I really prefer to use 2.6.24 because wlan support via b43 got improved in this kernel-version...

I hope someone will help me. If you need further information, just ask!

all-inc.

----------

## Monkeh

It's probably an MSI problem. Boot with pci=nomsi and see what happens.

----------

## all-inc.

WOW...it works! Thanks.

Please, you have to explain me what this bootparam exactly does and why it helped  :Wink: 

google didn't tell me (well, I didn't spend much time with the search results).

----------

## Monkeh

It disables Message Signalled Interrupts. Usually they're a good thing, but sometimes they do silly things (like break 8169s.. not that working 8169s are particularly good).

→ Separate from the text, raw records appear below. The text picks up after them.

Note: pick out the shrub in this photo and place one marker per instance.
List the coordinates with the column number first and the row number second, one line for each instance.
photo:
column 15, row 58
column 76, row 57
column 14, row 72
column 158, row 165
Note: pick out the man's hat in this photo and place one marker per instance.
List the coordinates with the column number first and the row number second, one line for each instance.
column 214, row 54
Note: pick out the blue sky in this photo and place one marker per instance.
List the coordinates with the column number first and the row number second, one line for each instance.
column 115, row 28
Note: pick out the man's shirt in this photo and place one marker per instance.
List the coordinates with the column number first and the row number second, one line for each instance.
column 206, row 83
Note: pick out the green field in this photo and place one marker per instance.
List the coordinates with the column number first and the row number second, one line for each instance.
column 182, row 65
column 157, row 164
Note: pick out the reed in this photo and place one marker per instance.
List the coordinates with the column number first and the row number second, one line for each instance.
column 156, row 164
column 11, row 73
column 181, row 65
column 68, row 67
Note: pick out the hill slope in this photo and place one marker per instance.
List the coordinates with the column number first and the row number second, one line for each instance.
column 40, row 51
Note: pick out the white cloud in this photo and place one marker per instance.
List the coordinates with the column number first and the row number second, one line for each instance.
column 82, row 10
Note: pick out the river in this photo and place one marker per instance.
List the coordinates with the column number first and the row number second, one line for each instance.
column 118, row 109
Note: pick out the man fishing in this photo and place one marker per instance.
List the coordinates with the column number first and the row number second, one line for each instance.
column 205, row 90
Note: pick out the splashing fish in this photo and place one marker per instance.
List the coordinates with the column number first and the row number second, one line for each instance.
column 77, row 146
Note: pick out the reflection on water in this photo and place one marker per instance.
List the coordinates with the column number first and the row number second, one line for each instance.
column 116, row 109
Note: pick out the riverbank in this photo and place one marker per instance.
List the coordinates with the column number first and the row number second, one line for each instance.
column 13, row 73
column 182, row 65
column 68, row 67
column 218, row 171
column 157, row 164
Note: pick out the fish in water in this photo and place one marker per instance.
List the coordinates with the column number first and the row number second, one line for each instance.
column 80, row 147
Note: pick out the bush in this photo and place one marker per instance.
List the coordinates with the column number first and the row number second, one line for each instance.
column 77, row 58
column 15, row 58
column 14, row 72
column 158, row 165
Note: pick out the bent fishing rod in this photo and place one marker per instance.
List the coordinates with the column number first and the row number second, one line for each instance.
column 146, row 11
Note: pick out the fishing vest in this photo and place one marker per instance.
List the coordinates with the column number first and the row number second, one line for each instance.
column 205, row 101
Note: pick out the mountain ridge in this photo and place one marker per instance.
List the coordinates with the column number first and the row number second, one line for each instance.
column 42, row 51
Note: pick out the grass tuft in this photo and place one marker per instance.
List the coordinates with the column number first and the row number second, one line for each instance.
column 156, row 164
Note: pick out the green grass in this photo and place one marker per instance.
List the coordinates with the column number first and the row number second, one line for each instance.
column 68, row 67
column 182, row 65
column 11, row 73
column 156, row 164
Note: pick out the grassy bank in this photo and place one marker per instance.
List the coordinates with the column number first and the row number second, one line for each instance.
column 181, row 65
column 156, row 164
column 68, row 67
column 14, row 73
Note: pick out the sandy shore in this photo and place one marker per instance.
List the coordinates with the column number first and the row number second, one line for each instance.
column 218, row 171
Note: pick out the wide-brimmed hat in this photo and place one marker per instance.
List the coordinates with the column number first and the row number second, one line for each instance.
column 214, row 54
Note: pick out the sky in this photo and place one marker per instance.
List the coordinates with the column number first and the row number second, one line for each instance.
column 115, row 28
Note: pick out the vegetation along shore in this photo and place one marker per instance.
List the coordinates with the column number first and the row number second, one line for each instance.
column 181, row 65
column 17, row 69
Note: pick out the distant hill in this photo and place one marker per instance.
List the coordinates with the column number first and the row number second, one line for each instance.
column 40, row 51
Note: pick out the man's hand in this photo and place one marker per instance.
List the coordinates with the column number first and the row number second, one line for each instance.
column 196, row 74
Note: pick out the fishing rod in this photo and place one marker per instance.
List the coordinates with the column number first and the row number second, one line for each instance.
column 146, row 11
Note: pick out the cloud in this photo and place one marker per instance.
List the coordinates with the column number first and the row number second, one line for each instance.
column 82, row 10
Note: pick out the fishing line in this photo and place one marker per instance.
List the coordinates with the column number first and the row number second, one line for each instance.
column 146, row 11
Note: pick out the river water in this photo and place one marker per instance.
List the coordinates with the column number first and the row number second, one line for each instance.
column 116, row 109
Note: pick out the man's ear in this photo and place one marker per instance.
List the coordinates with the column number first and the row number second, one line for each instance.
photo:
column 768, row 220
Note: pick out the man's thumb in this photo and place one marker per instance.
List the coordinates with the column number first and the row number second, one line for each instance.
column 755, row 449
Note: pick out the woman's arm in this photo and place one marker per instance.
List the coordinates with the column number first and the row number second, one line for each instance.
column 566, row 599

It's probably a chipset bug somewhere, I need to look into it on my laptop a bit further when I get it back.

----------

## Balage

 *Monkeh wrote:*   

> It's probably an MSI problem. Boot with pci=nomsi and see what happens.

 

You solved my almost half year old problem! Thank you very much!  :Smile: 

----------

## Monkeh

 *Balage wrote:*   

>  *Monkeh wrote:*   It's probably an MSI problem. Boot with pci=nomsi and see what happens. 
> 
> You solved my almost half year old problem! Thank you very much! 

 

It took me over a year and much manual debugging of the driver to sort it myself.  :Sad: 

----------

## alienvenom

Confirmed on a ASUS A8JS laptop with kernel 2.6.25. It was freezing at random times when I was doing a remote emerge, couldn't figure out why all dmesg said was that eth0 timed out. Seems to be working now!

----------